Ayant vécu 3 ans en Algérie, et resté très attaché à ce pays malgré les années ’90 chaotiques, cela me touche d’autant plus : j’y étais comme chrétien, en pays musulman, juste un peu après l’Indépendance, à un moment où tout était encore possible.
Et avant que l’armée ne s’empare du pouvoir pour de longues années.

Voici un commentaire de présentation publié à l’occasion d’un "C dans l’air" de haut niveau (malheureusement pas visible sur le site), datant de fin septembre 2010 sur France 2, avec Frédéric Lenoir, Odon Valet et Catherine Barry, entre autres.

C’est le triomphe que personne n’attendait. Des hommes et des dieux, le film de Xavier Beauvois, conserve pour la troisième semaine consécutive la première place du box-office. Comment expliquer ce succès ? 

Déjà un million et demi de spectateurs ! Depuis sa sortie en salles, le 8 septembre 2010, le très grand succès du film Des hommes et des dieux de Xavier Beauvois ne se dément et est en passe de devenir un événement. Grand prix du jury du dernier Festival de Cannes, encensé par la critique, ce long métrage, lancé sa première semaine en France avec 252 copies, caracole depuis en tête du box-office.
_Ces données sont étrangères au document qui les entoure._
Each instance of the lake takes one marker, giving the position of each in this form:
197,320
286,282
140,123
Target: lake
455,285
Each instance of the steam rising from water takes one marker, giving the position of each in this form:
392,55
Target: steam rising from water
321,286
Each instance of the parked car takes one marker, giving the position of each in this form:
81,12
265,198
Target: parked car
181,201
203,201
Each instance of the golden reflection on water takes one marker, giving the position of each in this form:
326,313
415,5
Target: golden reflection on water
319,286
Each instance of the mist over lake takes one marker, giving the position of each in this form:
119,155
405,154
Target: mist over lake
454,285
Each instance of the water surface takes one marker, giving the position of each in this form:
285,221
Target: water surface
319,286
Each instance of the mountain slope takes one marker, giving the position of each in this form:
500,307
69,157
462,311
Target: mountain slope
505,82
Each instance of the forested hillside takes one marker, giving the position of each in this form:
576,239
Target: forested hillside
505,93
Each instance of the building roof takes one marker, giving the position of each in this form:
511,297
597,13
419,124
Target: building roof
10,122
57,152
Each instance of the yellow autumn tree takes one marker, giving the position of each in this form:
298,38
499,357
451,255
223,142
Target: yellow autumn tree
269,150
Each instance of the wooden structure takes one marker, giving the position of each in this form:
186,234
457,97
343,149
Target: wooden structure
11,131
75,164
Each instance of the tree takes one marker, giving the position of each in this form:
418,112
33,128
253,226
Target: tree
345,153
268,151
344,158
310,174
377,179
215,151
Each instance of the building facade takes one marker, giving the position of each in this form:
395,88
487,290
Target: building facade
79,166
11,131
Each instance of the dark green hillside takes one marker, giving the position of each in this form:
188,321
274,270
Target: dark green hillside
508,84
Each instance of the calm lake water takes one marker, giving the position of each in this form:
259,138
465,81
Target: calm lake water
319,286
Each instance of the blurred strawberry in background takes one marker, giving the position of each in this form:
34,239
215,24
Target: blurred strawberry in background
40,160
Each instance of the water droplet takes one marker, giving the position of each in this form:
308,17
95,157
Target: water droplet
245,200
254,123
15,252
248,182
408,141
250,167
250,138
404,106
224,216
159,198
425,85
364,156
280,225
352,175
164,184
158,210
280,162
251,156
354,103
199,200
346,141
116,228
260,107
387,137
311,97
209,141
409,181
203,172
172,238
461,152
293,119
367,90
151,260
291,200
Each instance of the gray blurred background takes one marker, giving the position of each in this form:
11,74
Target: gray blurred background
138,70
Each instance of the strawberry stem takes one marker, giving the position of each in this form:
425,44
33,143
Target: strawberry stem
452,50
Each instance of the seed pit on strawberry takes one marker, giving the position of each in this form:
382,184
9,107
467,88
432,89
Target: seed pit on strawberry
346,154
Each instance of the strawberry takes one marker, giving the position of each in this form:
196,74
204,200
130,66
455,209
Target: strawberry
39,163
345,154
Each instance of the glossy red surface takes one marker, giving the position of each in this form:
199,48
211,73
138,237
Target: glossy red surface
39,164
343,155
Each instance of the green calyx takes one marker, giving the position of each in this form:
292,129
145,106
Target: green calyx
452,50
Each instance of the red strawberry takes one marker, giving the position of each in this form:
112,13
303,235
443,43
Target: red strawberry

Pourtant, sa forme lente, dépouillée et son sujet - l’histoire des moines de Tibéhirine, enlevés et assassinés en Algérie en 1996 - ne laissaient pas présager un tel raz-de-marée du public.

Aujourd’hui, le nombre de copies en circulation est passé à 424, et les distributeurs attendent désormais 2,5 millions d’entrées minimum. D’autant que ce film d’auteur a des chances d’être primé aux Césars et a été sélectionné par le Centre national de la cinématographie pour représenter la France aux Oscars, à Hollywood.

Mais pourquoi un tel engouement ? Que poussent les spectateurs à entrer dans les salles obscures pour voir ce film qui défie toutes les lois du marketing ? Les actuelles prises d’otages de citoyens français à l’étranger ? Une quête de sens et de spiritualité dans un monde globalisé et de plus en plus complexe ?

Au-delà du coup de cœur de l’Hexagone pour ce film, les Français sont aujourd’hui de plus en plus nombreux, catholiques ou pas, à gagner les monastères, pour une retraite d’un week-end ou d’une semaine. Mais aussi à fouler les chemins menant vers Saint-Jacques-de-Compostelle, poussés par une quête spirituelle et/ou le besoin de se recentrer, de ralentir le rythme.